Calling Rep. Patrick Murphy (D-Penn.) ”a tireless champion” for the repeal of the ”Don’t Ask, Don’t Tell” policy, Servicemembers Legal Defense Network spokesman Kevin Nix pointed to the work and progress made on repeal since the veteran took over the efforts in the House as the reason he will be serving as the keynote speaker at Saturday’s SLDN Annual National Dinner.
The dinner, which will be the group’s 18th, will follow a day in which members and supporters of SLDN will be lobbying for repeal efforts on Capitol Hill and a week in which the commitment of White House repeal of the policy in 2010 was called into question by Rep. Barney Frank (D-Mass.).
SLDN’s longtime efforts opposing the policy will be highlighted repeatedly this week, as two of the group’s clients will be testifying on Thursday, March 18, before the Senate Armed Services Committee. Michael Almy is a former major in the U.S. Air Force, and Jenny Kopfstein is a former lieutenant junior grade in the U.S. Navy. Both are Iraq/Afghanistan veterans discharged under ”Don’t Ask, Don’t Tell.”
Of the 28 members of the Senate Armed Services Committee, only five are signed onto the Senate’s ”Don’t Ask, Don’t Tell” repeal bill. They are Sen. Joseph Lieberman (I-Conn.), the bill’s lead sponsor; Committee Chair Carl Levin (D-Mich.); Sen. Mark Udall (D-Conn.); Sen. Roland Burris (D-Ill.); and Sen. Jeff Bingaman (D-N.M.).
Of Friday’s efforts, Nix said that at least 130 people will be visiting 80 offices to push for a repeal of the policy this year. And though Murphy will serve as the keynote speaker at Saturday’s dinner, Nix was quick to point out, ”This dinner is all about the veterans.” He noted that Almy, Kopfstein and several other veterans impacted by ”Don’t Ask, Don’t Tell” will be represented on the dais at the dinner.
Aubrey Sarvis, SLDN executive director, said of the Senate testimony by Almy and Kopfstein, ”Both were dedicated and skilled members of their units, who should not have been kicked out. Men and women like them every day continue to be fired, which is why we urge DADT repeal to be included in the defense authorization bill in a matter of weeks.”
Also testifying will be retired U.S. Marine Corps Gen. John J. Sheehan, who will testify in support of the current policy. SLDN reports that Sheehan retired from the military 13 years ago.
The question of whether, when and how the policy will be repealed was front and center earlier this week, when Rep. Frank told reporters that he was ”disappointed with the administration talking about delaying legislation for a year” and that the White House has been ”ambiguous” about whether it supports legislative repeal of the policy this year.
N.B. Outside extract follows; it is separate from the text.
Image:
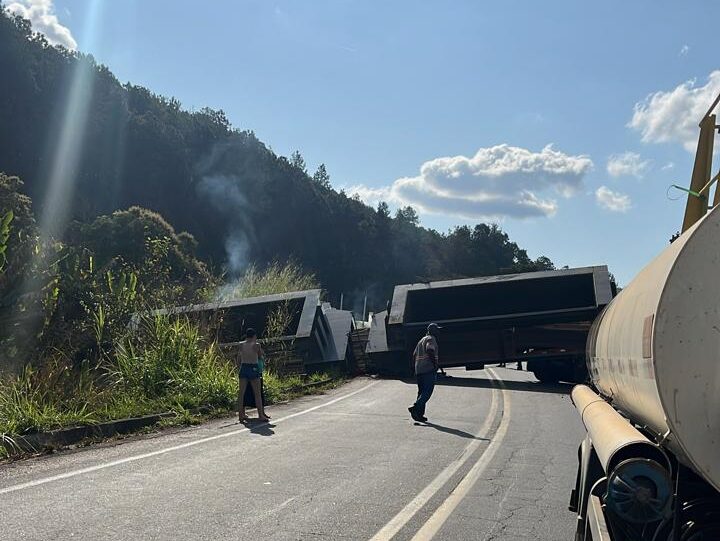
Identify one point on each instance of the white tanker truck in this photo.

The Palm Center’s Nathaniel Frank expressed concern on Tuesday about the statements, saying, ”Some of us have been wondering for a while if the President’s tepid leadership on ‘Don’t Ask, Don’t Tell’ was an issue of the White House not wanting to put political capital behind this or if they just didn’t want this to happen this year.
”You put this together with a year-long study period” that has been put in place by Defense Secretary Robert Gates, said Frank, ”and you begin to pile up evidence that the White House is not wanting to see repeal in 2010.”
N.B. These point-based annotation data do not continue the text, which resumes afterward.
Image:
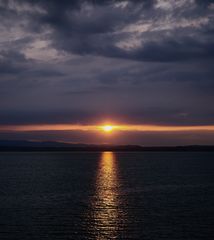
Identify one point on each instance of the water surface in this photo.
(86, 195)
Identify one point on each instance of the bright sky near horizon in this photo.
(67, 68)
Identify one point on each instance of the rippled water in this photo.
(147, 195)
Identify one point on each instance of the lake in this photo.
(106, 195)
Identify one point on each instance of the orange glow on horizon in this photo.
(106, 128)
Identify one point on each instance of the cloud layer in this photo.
(86, 61)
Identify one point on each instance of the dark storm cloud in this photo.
(86, 60)
(91, 27)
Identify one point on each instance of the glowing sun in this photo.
(107, 128)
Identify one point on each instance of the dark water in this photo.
(107, 196)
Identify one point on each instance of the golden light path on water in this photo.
(106, 214)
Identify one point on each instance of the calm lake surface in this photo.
(88, 195)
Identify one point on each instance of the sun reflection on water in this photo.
(106, 212)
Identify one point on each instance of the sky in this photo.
(147, 65)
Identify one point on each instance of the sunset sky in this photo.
(144, 68)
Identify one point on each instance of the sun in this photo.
(107, 128)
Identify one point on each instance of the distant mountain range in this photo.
(8, 145)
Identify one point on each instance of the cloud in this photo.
(83, 61)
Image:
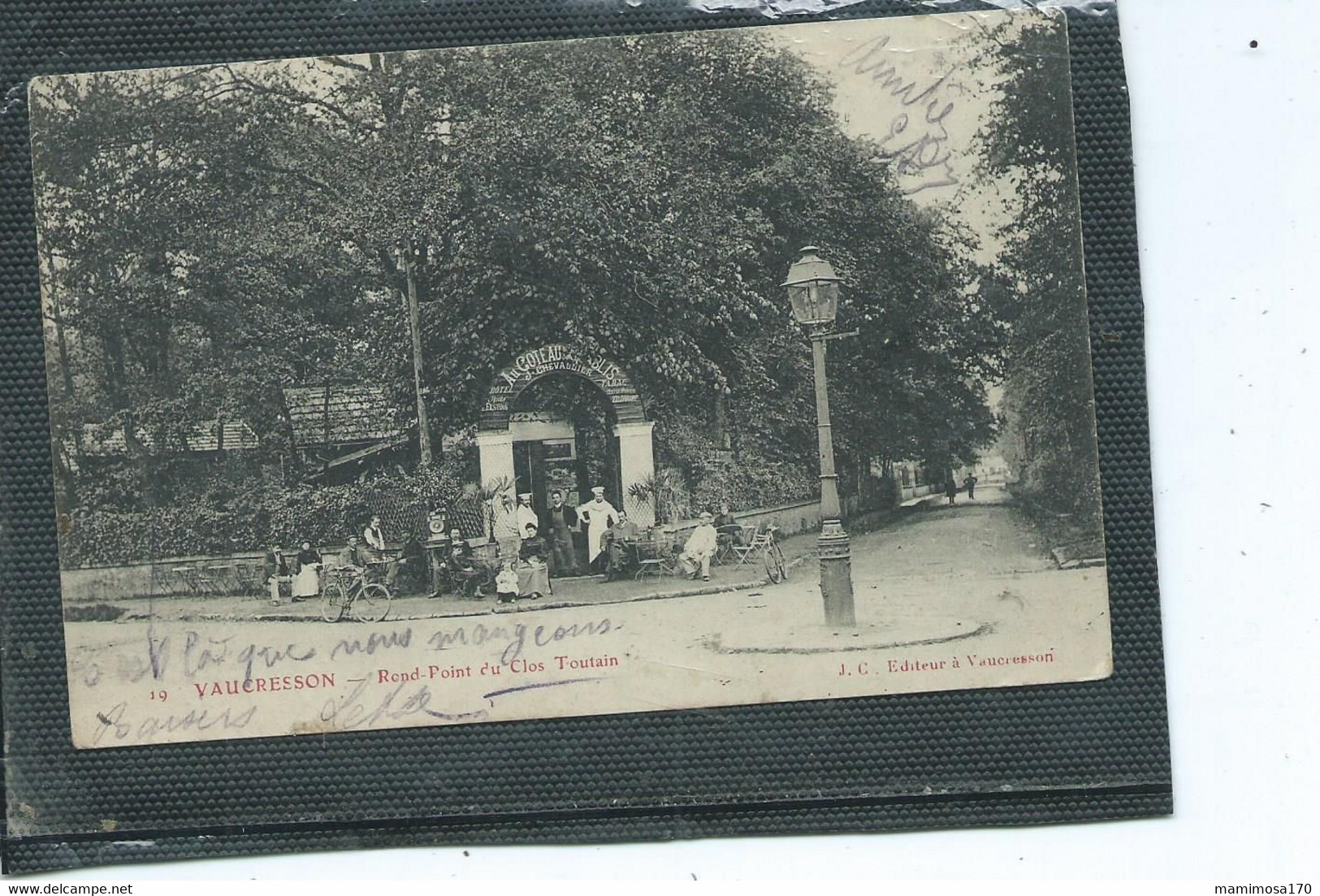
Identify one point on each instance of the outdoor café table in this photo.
(221, 577)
SLDN’s Nix said there was one clear way the administration could show its support. ”We would be look for the White House to show its commitment,” he said, ”by including repeal in the Defense Authorization bill.”
The Palm Center’s Frank went further, saying, ”As Barney Frank has suggested, there is a muddled message here. And that doesn’t help Democrats.”
Noting that the ”tea party” supporters have focused on what he called ”economic and fiscal conservatism” and ”avoided social issues,” Frank said that Democrats need to realize that changed dynamics of issues like ”Don’t Ask, Don’t Tell.”
”They’re going to have to understand what they can accomplish” by taking progressive positions on social issues, he said, ”and run on them and be proud of them.”
As some were questioning some Democrats’ dedication to the issue, House efforts at repeal got additional support from the other side of the aisle when the office of Rep. Anh ”Joseph” Cao (R-La.) confirmed on Wednesday, March 17, that Cao had signed on as a co-sponsor of the bill being pushed by Rep. Murphy. Cao becomes the second Republican to sign on to the Military Readiness Enhancement Act, joining Florida Republican Rep. Ileana Ros-Lehtinen, who has been a co-sponsor of the bill since its introduction in the 111th Congress in March 2009.
Michael Cole noted at the Human Rights Campaign’s Back Story blog, ”HRC has worked with a coalition of groups to win Rep. Cao’s support for MREA including Servicemembers Legal Defense Network, Log Cabin Republicans and Servicemembers United.”
Terry Hamilton, the board chairman for Log Cabin Republicans, said in a statement, ”Congressman Cao’s commitment to the health and strength of our national defense and speaking out against one of the last forms of state-sanctioned discrimination shows his strong character, something that is missing in too many debates in Washington.”